Just wanted to follow up, shift over to Latin America and just get your sense at a high level of buyer appetite, ability to finance acquisitions, et cetera, for I guess, Latin America overall and Brazil in particular, is it your sense that there is a viable buyer universe out there or is it a little challenging, given what we're seeing in terms of deterioration in places like Brazil? What's your sense?

Andres Gluski

Management

I would really segment Brazil, from the rest of Latin America right now. I would say that Brazil is in a recession. But if you look at the rest of Latin America, its growth rates are actually higher than the U.S. So if you look at Columbia, Chile, Mexico -- Panama is growing at I think about 7%. Dominican Republic is growing, so I would segment Brazil from the rest. So for the rest, I think in most places, yes, there definitely is a market. Even in a place like Argentina, we're seeing greater investor interest, because a lot of the moves that the government has taken, are seen very favorably. I personally was down in Argentina. I can say, it's one of the most impressive executive teams I've seen anywhere, anytime. So they've already started to liberalize tariffs and rationalize prices. But if you get to Brazil itself, I think that these assets are definitely sellable. I think it depends on the asset. There is still appetite. There is still local groups who have the capacity to buy this. There is still a lot of plays of consolidation in the sector and you have foreign investors. You have Italians, Spanish investors, who are on the look-out -- and French who are on the look-out for assets. So I would say that even though Brazil is the market that's not growing and at the same time I think for quality assets, there are definitely buyers. The price may not be what it was two years ago for sure, but again, that's reflected in market valuations.

Operator

Operator

Our next question will come from Gregg Orrill from Barclays.

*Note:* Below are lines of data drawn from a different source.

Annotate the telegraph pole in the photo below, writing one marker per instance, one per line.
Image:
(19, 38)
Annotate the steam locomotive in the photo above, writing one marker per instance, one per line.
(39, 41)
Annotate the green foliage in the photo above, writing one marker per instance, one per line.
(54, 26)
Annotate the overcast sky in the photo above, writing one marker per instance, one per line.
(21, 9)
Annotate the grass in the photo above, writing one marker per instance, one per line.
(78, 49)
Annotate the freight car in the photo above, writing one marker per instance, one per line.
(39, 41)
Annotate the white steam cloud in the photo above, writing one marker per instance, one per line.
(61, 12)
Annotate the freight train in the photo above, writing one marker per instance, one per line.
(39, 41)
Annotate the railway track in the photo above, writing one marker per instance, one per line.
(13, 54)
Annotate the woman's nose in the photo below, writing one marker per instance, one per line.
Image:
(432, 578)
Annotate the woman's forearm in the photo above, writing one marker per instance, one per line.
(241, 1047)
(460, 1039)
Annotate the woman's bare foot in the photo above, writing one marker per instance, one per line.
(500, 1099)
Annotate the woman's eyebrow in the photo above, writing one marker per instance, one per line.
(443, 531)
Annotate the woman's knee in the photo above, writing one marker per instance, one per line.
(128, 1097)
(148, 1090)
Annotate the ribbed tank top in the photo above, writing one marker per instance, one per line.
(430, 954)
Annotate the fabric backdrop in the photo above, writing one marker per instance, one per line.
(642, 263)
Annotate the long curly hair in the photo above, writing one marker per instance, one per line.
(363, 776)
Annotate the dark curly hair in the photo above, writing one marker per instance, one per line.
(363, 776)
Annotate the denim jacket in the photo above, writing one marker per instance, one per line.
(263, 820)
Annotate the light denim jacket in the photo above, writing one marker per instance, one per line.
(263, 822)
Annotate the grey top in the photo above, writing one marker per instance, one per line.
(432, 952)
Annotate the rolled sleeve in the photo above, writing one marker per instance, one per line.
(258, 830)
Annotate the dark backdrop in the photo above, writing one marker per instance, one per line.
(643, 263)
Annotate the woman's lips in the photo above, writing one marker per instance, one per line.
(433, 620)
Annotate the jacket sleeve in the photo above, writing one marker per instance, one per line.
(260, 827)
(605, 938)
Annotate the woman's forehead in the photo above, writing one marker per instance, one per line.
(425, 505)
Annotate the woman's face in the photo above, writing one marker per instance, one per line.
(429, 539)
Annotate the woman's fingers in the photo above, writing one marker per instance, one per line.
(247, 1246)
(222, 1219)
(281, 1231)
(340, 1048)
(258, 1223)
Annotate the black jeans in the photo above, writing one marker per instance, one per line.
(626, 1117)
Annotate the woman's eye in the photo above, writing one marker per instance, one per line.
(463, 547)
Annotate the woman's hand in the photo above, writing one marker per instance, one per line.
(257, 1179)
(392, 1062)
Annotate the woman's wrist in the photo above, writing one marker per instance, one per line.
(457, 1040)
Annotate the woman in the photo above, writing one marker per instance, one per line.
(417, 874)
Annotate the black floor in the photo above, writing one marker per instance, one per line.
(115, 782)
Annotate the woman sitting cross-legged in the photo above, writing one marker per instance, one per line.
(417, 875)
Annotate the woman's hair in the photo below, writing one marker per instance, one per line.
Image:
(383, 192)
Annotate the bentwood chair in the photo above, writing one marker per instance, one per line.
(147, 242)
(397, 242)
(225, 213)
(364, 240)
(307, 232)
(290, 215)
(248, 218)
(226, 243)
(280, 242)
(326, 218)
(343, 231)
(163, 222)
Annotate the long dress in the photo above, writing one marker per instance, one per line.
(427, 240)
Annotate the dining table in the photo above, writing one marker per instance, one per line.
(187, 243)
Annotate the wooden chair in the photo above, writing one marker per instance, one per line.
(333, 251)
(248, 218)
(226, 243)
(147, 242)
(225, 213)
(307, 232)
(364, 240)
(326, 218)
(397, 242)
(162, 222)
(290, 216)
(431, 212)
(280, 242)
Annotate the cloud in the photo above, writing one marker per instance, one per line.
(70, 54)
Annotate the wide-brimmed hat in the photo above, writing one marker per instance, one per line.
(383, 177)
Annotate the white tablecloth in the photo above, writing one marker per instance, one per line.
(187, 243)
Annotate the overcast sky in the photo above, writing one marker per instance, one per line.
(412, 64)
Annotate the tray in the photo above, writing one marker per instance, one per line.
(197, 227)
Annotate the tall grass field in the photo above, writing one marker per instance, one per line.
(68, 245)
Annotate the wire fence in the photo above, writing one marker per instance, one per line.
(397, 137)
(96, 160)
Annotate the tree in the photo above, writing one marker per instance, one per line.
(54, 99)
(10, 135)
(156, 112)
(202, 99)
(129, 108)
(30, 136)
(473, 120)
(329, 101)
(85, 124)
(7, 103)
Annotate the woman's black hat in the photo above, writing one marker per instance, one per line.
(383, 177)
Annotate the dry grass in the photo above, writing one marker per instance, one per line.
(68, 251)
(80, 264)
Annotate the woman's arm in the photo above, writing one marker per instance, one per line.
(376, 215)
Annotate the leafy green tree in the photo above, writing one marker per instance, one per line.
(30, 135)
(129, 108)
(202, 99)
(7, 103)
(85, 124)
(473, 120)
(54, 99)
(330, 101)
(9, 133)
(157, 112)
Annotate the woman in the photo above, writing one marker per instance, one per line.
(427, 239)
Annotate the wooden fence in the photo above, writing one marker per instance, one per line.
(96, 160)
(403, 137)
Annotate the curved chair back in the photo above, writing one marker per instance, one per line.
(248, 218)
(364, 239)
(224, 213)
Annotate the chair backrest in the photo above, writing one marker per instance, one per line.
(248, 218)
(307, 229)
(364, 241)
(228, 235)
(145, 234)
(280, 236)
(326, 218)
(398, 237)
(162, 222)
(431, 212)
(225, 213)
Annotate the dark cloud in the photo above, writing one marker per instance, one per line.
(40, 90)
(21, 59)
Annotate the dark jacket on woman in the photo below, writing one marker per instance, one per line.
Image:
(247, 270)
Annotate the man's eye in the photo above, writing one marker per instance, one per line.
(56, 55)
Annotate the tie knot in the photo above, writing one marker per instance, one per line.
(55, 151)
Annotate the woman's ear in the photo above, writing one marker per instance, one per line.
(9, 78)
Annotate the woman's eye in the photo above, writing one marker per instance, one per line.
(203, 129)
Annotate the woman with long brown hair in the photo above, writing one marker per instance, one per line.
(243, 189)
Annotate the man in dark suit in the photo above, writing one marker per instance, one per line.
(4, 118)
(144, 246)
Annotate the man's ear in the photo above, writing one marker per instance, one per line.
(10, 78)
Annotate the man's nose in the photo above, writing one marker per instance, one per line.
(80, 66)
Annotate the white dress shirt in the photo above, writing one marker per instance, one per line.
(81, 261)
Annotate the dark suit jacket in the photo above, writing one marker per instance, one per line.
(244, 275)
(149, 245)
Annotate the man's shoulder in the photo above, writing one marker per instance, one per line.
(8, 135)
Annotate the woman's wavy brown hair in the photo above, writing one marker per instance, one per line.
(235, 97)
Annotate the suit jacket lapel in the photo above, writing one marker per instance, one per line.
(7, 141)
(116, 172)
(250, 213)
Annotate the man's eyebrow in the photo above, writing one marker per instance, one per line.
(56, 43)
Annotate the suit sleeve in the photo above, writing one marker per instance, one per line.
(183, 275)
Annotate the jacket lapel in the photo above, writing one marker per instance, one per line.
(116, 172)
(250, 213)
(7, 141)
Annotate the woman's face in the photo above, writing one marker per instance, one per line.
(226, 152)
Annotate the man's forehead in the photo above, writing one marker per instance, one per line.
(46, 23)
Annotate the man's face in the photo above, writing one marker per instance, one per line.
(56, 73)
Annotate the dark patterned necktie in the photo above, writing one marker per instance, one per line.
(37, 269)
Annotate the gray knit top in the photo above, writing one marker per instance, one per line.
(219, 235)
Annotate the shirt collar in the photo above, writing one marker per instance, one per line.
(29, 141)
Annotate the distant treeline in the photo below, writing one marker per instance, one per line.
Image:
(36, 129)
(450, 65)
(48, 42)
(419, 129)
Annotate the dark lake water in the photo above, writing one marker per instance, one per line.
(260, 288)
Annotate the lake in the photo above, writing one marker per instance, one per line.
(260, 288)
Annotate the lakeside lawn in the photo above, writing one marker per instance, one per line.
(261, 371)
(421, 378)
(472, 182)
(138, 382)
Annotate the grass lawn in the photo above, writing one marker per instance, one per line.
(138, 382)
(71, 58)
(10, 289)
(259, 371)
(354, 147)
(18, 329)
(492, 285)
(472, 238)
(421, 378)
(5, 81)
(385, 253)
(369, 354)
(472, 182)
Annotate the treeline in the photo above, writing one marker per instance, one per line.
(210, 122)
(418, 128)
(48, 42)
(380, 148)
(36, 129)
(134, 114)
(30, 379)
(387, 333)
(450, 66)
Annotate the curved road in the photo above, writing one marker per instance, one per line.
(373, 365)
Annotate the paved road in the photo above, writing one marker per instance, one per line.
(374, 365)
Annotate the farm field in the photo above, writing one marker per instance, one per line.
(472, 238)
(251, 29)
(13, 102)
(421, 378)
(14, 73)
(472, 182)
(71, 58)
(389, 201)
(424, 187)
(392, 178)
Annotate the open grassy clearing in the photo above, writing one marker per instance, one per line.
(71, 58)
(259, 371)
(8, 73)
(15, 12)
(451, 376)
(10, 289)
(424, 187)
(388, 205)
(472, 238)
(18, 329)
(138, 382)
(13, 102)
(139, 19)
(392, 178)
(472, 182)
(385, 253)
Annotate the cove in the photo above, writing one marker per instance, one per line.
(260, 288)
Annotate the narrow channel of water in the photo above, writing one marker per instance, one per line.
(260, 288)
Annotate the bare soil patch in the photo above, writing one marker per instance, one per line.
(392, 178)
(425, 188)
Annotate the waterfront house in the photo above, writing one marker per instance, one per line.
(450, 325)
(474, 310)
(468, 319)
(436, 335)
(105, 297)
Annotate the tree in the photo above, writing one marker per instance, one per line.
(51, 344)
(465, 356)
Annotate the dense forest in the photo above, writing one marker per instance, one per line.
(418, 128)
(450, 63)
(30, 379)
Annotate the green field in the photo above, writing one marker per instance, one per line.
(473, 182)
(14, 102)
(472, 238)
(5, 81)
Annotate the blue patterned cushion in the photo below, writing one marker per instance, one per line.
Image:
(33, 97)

Please go ahead.

Gregg Orrill

Analyst

Just to follow-up on the Bulgaria discussion, what's in your 2016 earnings guidance from Bulgaria?

Tom O'Flynn

Management

Yes, 2016 has an expectation that we settle here in the near term which would be our 14% reduction in tariff. So just from a PTC perspective and the PTC for the year is about $90 million to $100 million which is a little bit down from last year. I think last year, PTC was around[$115 million, $120 million. So it's a little bit down this year. Just from a pure PTC perspective, actually delay in the resolution payment and closing of our PPA adjustment helps PTC. Obviously, a top priority is to get that done -- which gets us on the right path forward and obviously helps proportional free cash flow and parent free cash flow, but bottom line this year it's about[$90 million, $95 million PTC

Gregg Orrill

Analyst

So is the read that you feel your cash flow assumption is conservative?

Tom O'Flynn

Management

I'd say in that respect, yes, our proportional free cash flow assumption would be conservative. It's a fairly modest amount that we have included, if you look at our mid-point, would be a fairly modest Bulgaria amount. So yes, if that gets done and Andres gave some color that the signs are certainly turning towards the positive here. If that gets done, then we could well be towards the higher end of our proportional free cash flow range.

Operator

Operator

Ladies and gentlemen, this will conclude our question and answer session. I would like to turn the conference back over to Ahmed Pasha for any closing remarks.

Ahmed Pasha

Management

Thank you, everybody for joining us on today's call. As always, the IR team will be available to answer any questions you have. Thank you and have a nice day.

Operator

Operator

The conference has now concluded. Thank you for attending today's presentation. You may now disconnect.